13 mai 2014, Contexte, Fact-checking, Sylvie Goulard : « Les politiques d’austérité sont plus fortes en Grande-Bretagne que dans la zone euro » Vrai

Lors d’un face-à-face avec le candidat du Front national Florian Philippot, mardi 6 mai sur France Inter, la députée européenne sortante Sylvie Goulard a défendu bec et ongles l’intégration de l’UE et la monnaie unique. L’intéressée n’a jamais caché son penchant pour une Europe fédérale.

De quoi aiguiser les attaques du candidat FN aux élections dans l’Est, pour qui l’euro est le principal responsable des politiques d’austérité menées à travers le continent.

Faux, a répondu la candidate Modem-UDI dans le Sud-Est.

« Les politiques d’austérité sont plus fortes en Grande-Bretagne que dans la zone euro », a affirmé Sylvie Goulard.

Comparer les économies de deux pays est toujours délicat, mais les données macro-économiques globales donnent raison à la députée centriste.

Tout dépend de l’échelon

L’Observatoire français des conjonctures économiques (OFCE, centre gauche) a calculé. Sur la période 2010-2013, le Royaume-Uni a opéré des coupes budgétaires à hauteur de 110 milliards de livres sterling (134 milliards d’euros), soit 7,4 % de son PIB.

Pour l’ensemble de la zone euro, les économies ont atteint 360 milliards d’euros, soit 3,9 % du PIB.

En France, l’ajustement budgétaire n’a atteint « que » 4,9 % de la richesse nationale, soit 2,5 points de moins qu’au Royaume-Uni.

« Dans certains pays comme le Portugal ou l’Irlande, le niveau a été supérieur à l’exemple britannique », souligne Christophe Blot, économiste de l’OFCE.

En Grèce, cas le plus emblématique, les coupes et hausses d’impôts prévues pour la période 2011-2015 atteignent 12 % du PIB.
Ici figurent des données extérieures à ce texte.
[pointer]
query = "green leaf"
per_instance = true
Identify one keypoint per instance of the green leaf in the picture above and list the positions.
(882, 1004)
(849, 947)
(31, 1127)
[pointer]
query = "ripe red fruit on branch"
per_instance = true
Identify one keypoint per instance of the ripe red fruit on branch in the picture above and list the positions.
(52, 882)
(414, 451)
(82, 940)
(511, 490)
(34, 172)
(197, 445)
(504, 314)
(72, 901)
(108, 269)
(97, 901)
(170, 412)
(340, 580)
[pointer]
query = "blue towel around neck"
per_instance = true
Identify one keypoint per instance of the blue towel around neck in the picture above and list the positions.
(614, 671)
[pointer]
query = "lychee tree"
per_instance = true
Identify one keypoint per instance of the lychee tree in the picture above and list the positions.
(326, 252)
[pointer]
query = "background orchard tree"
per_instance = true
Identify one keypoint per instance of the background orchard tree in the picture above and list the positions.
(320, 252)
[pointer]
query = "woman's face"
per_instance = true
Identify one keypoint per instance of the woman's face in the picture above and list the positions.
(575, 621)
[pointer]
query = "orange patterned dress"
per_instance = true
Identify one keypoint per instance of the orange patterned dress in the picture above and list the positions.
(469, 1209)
Des situations différentes

Toutefois, le lieutenant de Marine Le Pen estime que la politique monétaire de la banque d’Angleterre a suffi à atténuer les effets de l’austérité, contrairement à ce qui s’est produit dans la zone euro.
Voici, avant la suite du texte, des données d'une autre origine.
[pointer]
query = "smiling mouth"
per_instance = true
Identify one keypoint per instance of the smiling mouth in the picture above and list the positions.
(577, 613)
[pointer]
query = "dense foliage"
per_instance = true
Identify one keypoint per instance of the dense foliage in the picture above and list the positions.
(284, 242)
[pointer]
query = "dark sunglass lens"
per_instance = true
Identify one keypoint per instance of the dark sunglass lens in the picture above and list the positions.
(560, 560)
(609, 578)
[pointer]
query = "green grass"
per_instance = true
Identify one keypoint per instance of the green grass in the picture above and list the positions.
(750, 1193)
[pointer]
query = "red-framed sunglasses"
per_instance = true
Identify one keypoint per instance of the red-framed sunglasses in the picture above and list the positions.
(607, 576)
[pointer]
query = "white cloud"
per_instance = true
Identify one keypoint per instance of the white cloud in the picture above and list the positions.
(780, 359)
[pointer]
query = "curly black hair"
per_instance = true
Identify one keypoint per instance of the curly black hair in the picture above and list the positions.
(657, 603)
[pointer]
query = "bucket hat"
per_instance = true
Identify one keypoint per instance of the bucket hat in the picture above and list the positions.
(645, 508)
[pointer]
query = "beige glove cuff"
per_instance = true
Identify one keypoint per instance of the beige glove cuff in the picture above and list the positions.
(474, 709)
« Il est vrai que l’impact des coupes budgétaires dépend du contexte général, et de l’action des banques centrales », commente Christophe Blot.

« Mais, en 2009, les besoins n’étaient pas les mêmes partout. Les établissements financiers de la zone euro faisaient face à un manque de liquidités, et la BCE a répondu à cette demande. Pour sa part, la banque d’Angleterre a vu une menace sur ses taux d’intérêt et est intervenue directement sur les marchés. »

L’institution de Francfort a agi à moindre échelle. Elle s’est contentée d’actions ciblées, ce qui lui a été reproché. C’est seulement à l’été 2012, lorsque les taux espagnols ont grimpé, que le président de la BCE, Mario Draghi, a menacé les marchés d’une intervention.

« Cela a suffit à remettre de l’ordre », explique le chercheur de l’OFCE.

Le Royaume-Uni, un exemple pour le FN ? Vraiment ?

Mais une politique monétaire interventionniste ne fait pas tout. Pour atteindre en 2014 une prévision de croissance estimée à 3 % (contre 1,2 % dans la zone euro), le gouvernement de David Cameron a dû employer les grands moyens.

Contrairement à ce qu’a affirmé Florian Philippot, les Britanniques ont été touchés de plein fouet par l’austérité. Les coupes n’ont pas visé les soutiens à la croissance et se sont concentrées sur les prestations sociales et l’éducation.

« On peut dire qu’ils ont privatisé certaines dépenses. Ce qui explique que le taux d’endettement des ménages est reparti à la hausse, explique Philippe Waechter, économiste en chef chez Natixis. Et les travailleurs ont vu dans le même temps leur situation se précariser encore un peu plus. »

Les contrats zéro heure, qui mettent les salariés à disposition de leur patron sans garantie de travail ni de revenus se sont répandus. Plus d’un million de personnes seraient aujourd’hui concernées. Un programme à des années-lumières de ce que promet le Front national sur le plan social.

Et, derrière ce rebond de l’économie britannique, le doute plane autour de la solidité du modèle de David Cameron, sur le moyen et long terme.

« Malgré la politique monétaire et une baisse de la livre sterling, le Royaume-Uni n’exporte pas plus qu’avant. Rien de comparable avec l’Allemagne qui pourtant utilise l’euro », explique M. Waechter.

Au contraire, la balance des paiements courants du pays continue d’être sévèrement déficitaire, à 84 milliards de dollars en 2013, contre seulement 44 pour la France, et positive à hauteur de 273 milliards pour l’Allemagne.

« Sans compter que le taux d’emploi augmente plus rapidement que la croissance. Concrètement, l’économie britannique devient donc de moins en moins productive ».